While there is some artistic licence taken and some historical inaccuracies for the majority of people it is accepted for what it is, a Hollywood movie. For us at Michael Collins House, it is a double edged sword. The film makes the story of Michael Collins accessible to a wide and international audience and creates further interest in the topic but we do find ourselves often attempting to correct the skewed narrative which has been accepted as gospel by some. The story of Michael Collins and what he achieved in his short lifetime is something which could never be accurately simplified into a traditional 90min screen play but nonetheless forms the bases for an entertaining movie ‘based on a true story’.
 The Examiner, 5 February 1996.
 The Cork Examiner, 17 January 1996. See also; See also; The Sunday Times, 14 January 1996.

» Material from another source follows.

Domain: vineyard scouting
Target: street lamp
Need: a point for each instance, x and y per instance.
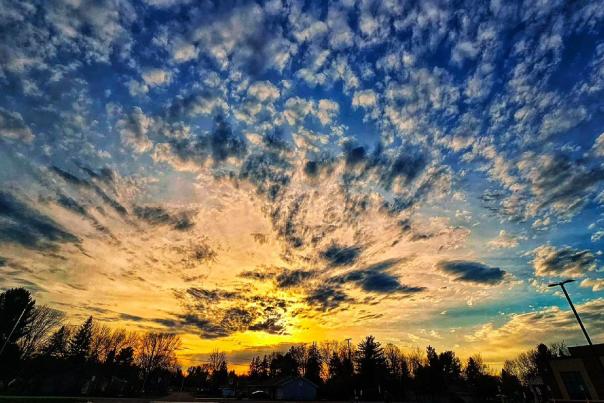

 Sunday Tribune, 1 September 1996.
 Ibid. Collins’s statement is debateable as the film certainly illustrates a political campaign taking place in the wake of the 1916 Rising, and before the meetings of the Cabinet.
 Irish Independent, 7 November 1996. Bew’s central argument was that the use of a phrase like ‘take the gun out of Irish politics’ and the insertion of a car bomb scene, were not historically accurate and framed a deliberate attempt to frame a historical narrative in a contemporary context.
 Irish Independent, 19 October 1996.
 Dudley Edwards assertion that the rising was unpopular in 1916 has of course been challenged (by Joe Lee with reference to the provincial media and the route marches of the 1916 prisoners through heavily Unionist parts of Dublin.
 Irish Independent, 7 November 1996
 The Examiner, 30 August 1996. Evening Herald (Time Out), 7 November 1996.
 Sunday Tribune, 1 September 1996.
 Evening Herald (Time Out), 7 November 1996.